Operadoras só pagam 4% de R$ 1 bi das multas aplicadas no ano passado

De 2000 a 2012, teles deixaram de pagar 80% das multas aplicadas, diz Anatel

Ana

Campeãs nos rankings de reclamações junto aos órgãos de defesa do consumidor, as operadoras de telefonia pagaram em 2012 apenas 4% das multas aplicadas pela Agência Nacional de Telecomunicações (Anatel).

Segundo Relatório 2012 da agência, divulgado no dia 30 de abril, no ano passado, as 3,3 mil multas constituídas – aquelas apuradas e consolidadas, contra as quais não cabem recursos – somaram R$ 1 bilhão, superando em 58,6% o registrado no ano de 2011. As multas arrecadas em 2012 somaram apenas R$ 72,3 milhões.
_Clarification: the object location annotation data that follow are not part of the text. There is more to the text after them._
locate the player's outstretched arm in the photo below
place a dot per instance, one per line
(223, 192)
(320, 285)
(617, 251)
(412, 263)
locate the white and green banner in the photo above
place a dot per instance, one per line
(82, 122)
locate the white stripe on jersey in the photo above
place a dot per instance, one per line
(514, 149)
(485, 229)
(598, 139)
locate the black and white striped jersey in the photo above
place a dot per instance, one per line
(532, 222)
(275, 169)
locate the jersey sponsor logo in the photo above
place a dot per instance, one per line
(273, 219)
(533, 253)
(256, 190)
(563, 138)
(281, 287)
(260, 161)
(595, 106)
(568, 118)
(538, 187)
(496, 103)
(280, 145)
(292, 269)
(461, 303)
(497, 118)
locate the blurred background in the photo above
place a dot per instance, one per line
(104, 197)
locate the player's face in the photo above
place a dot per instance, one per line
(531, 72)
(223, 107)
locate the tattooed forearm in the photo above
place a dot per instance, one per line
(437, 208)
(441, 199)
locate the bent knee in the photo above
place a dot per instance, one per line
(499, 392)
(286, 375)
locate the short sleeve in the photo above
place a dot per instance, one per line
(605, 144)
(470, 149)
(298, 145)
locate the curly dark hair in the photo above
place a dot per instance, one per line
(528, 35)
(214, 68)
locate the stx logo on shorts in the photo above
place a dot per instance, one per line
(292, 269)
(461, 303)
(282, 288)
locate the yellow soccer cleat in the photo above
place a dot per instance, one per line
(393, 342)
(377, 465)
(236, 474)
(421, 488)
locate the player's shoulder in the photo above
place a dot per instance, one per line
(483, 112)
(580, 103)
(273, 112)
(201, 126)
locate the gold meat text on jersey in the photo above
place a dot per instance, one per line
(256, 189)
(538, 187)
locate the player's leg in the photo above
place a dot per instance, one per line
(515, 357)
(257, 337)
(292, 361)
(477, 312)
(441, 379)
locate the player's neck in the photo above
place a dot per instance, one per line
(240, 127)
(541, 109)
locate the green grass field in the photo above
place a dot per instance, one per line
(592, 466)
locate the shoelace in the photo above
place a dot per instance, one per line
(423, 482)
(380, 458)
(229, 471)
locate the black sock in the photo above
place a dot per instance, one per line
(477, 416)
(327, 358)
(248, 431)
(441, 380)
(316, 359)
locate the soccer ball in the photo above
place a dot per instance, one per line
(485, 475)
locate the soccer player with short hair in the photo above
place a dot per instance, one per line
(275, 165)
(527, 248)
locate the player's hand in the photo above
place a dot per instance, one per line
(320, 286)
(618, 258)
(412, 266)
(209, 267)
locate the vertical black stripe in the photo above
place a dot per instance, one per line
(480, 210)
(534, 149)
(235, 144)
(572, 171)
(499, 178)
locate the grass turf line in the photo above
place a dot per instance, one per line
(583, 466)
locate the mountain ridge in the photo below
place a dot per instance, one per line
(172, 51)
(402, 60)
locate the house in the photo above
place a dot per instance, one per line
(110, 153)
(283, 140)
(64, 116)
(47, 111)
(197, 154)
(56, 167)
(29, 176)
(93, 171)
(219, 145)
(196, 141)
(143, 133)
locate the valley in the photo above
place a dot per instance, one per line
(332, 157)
“Das multas aplicadas entre 2000 e 2012, a Anatel constituiu o quantitativo de R$ 38,5 mil – em termos financeiros, o equivalente a R$ 2,2 bilhões. Até o final de 2012, 56% das multas constituídas haviam sido integralmente pagas, resultando em arrecadação de R$ 448,7 milhões, o que, em termos financeiros, corresponde a 19,9% das multas”, diz o relatório, ou seja, 80% das multas não foram pagas pelas teles.

As multas estão relacionadas principalmente a falhas na universalização dos serviços de telefonia, qualidade e interrupção dos serviços. No caso da TV por assinatura, as empresas descumpriram os prazos de instalação de equipamentos; violaram os direitos dos usuários e não comunicaram mudanças societárias à agência. A Anatel recebeu no ano passado 2,3 milhões de reclamações.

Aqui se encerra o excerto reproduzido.